As noted above, Oregon’s statute already authorizes its PDAB to work with a state agency to obtain manufacturer-specific information required to conduct an affordability review. For information not available from such an agency, Massachusetts, a state with no PDAB currently, offers a potential avenue to access such manufacturer data. “Massachusetts’ Health Policy Commission require[s] manufacturers to submit the prices offered to other US and non-US entities for drugs under price review for the state Medicaid program.”
A PDAB could take a similar approach, requiring disclosure of such data to the state PDAB or authorizing information sharing between a state agency already requiring such information. With such manufacturer-specific data that Medicare is unable to share, the PDAB could use state agency data and data received from Medicare to justify UPLs based off MFPs under the same data used by Medicare in its negotiations.

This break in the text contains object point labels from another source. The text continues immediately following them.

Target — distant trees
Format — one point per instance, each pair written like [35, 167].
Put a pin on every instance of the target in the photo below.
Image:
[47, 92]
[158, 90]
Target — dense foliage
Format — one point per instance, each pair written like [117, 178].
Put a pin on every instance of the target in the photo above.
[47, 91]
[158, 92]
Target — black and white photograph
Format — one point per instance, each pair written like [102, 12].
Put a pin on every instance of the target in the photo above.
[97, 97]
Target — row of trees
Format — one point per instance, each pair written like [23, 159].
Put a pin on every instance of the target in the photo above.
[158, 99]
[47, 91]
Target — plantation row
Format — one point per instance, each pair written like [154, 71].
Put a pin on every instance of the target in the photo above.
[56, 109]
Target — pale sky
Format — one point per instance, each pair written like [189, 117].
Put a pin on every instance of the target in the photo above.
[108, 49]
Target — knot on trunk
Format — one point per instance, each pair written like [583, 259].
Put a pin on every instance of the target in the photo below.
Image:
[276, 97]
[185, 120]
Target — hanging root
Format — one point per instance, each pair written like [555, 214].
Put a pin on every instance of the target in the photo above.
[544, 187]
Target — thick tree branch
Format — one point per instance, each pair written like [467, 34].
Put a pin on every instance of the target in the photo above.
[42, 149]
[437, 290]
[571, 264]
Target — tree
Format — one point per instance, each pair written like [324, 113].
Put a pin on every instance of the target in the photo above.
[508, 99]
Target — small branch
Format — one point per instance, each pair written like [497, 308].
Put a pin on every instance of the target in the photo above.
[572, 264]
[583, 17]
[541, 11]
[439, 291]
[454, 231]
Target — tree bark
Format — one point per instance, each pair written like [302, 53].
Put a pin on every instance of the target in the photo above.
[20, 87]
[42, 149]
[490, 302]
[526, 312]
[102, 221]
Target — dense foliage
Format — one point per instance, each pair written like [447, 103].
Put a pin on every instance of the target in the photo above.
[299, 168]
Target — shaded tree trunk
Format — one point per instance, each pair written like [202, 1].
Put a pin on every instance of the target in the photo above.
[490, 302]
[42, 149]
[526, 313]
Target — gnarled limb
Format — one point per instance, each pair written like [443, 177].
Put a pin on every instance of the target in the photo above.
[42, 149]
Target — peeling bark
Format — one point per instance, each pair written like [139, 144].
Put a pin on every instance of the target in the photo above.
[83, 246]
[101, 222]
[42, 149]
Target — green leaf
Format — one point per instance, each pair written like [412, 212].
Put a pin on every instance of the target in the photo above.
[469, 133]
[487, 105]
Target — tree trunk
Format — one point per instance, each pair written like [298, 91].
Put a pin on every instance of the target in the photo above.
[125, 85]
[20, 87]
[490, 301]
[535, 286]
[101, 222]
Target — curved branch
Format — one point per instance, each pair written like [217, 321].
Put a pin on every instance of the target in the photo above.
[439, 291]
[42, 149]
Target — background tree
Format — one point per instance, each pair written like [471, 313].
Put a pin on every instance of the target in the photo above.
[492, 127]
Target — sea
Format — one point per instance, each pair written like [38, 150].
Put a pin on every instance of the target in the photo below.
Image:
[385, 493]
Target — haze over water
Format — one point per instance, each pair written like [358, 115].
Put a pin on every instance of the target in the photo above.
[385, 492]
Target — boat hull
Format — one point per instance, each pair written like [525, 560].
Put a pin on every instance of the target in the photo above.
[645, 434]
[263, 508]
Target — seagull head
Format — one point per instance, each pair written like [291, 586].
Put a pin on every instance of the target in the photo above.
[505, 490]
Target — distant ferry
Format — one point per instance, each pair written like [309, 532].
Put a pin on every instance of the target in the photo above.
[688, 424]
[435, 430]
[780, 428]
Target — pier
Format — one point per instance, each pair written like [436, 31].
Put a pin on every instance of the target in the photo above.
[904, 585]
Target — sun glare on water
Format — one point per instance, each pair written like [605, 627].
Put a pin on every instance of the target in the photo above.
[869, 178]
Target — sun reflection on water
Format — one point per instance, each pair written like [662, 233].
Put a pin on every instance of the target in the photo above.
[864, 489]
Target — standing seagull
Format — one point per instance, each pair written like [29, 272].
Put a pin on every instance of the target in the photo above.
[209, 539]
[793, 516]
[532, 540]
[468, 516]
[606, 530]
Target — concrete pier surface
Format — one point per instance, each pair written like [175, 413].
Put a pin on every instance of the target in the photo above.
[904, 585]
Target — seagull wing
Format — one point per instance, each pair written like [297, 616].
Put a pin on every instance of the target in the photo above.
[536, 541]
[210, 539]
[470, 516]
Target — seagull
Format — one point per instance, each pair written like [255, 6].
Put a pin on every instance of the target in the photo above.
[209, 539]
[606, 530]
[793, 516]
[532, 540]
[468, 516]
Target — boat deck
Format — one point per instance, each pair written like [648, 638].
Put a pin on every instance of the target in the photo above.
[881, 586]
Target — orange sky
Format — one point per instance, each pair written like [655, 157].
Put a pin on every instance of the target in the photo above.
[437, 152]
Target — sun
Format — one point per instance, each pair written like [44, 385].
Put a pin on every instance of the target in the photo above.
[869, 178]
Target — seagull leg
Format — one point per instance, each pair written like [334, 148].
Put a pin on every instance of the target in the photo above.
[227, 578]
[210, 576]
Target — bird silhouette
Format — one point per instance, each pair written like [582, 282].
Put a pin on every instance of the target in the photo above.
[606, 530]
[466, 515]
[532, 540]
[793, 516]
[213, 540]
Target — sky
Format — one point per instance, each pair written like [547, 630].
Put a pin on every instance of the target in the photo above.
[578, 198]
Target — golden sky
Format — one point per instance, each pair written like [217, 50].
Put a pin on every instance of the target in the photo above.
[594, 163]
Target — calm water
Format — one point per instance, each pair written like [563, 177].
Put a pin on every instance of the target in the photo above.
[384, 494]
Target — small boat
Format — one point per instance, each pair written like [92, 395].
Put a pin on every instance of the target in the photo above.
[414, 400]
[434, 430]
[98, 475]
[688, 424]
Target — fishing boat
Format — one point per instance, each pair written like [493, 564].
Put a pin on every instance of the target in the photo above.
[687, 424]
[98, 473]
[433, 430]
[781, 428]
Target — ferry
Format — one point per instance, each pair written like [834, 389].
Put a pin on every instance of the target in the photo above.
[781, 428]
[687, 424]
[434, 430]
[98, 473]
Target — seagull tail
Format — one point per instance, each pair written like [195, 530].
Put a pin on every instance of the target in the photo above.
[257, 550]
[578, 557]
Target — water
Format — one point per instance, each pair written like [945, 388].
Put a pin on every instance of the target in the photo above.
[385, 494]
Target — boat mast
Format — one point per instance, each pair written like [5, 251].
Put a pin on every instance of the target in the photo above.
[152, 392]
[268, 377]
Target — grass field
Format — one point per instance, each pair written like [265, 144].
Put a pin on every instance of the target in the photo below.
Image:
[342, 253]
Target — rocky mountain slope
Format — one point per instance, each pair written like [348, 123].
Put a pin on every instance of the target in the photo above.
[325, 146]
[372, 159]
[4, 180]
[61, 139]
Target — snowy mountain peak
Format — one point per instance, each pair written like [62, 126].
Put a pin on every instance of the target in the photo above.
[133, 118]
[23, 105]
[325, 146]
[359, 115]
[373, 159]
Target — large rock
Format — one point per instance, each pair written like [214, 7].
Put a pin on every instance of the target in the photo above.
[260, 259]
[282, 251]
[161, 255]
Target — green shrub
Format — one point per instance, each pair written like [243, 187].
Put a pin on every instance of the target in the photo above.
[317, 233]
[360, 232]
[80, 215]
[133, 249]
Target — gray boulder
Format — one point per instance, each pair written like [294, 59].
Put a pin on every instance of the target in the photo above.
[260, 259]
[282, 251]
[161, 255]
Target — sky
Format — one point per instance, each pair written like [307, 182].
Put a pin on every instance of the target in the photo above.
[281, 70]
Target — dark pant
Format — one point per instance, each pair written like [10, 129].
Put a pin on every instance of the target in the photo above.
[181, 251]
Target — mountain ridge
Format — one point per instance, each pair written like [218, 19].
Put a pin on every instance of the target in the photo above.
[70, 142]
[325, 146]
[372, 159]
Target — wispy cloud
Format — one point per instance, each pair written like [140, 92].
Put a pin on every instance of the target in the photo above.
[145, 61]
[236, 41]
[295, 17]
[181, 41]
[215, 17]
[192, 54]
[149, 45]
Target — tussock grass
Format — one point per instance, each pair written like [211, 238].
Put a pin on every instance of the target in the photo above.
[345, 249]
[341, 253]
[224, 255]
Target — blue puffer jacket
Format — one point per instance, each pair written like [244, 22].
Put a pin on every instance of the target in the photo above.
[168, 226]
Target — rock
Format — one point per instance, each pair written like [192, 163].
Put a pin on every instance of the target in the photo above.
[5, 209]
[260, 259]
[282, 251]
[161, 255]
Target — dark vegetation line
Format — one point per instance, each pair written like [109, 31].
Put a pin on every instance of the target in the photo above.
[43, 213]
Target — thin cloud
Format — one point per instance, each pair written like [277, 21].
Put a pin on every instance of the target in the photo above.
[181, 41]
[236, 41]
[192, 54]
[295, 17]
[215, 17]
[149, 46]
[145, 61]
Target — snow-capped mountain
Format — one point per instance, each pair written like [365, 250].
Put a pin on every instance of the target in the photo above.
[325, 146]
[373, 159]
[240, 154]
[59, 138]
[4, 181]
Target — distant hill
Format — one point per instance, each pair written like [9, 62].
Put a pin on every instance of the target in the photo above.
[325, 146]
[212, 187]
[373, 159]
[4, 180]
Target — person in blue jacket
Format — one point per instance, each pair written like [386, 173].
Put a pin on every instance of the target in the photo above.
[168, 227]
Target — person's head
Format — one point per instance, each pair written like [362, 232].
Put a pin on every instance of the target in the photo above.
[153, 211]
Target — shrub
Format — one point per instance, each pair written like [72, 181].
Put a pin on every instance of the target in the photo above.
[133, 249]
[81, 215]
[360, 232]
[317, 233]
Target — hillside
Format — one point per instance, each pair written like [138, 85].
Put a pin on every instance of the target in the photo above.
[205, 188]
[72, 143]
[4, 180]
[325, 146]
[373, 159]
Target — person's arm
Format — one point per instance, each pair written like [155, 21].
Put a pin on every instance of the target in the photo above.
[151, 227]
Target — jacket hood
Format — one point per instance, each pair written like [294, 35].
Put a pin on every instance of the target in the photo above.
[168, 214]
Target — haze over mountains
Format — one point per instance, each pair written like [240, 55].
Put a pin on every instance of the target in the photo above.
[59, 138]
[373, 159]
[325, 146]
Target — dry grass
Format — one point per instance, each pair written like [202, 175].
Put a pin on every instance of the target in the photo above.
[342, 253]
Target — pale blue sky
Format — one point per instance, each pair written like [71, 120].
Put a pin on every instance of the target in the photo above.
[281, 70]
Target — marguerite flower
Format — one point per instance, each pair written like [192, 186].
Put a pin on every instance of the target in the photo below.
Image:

In obtaining the necessary information to justify the price and retaining some state oversight over the properness of a UPL based on a Medicare-negotiated MFP, state PDABs could rely on Medicare’s negotiation power, while insulating themselves from litigation by not wholesale adopting MFPs and by evaluating the data considered. States could then adopt Medicare’s price when proper, which, with the right leadership, would consist of wholesale adoption of MFPs or lower prices, both reducing the work done by PDABs in calculating a UPL and extending Medicare MFPs to a larger population. By adopting these suggested policies, states with the help of the federal government could massively expand Medicare negotiation’s impact and better confront the United States’ drug affordability crisis.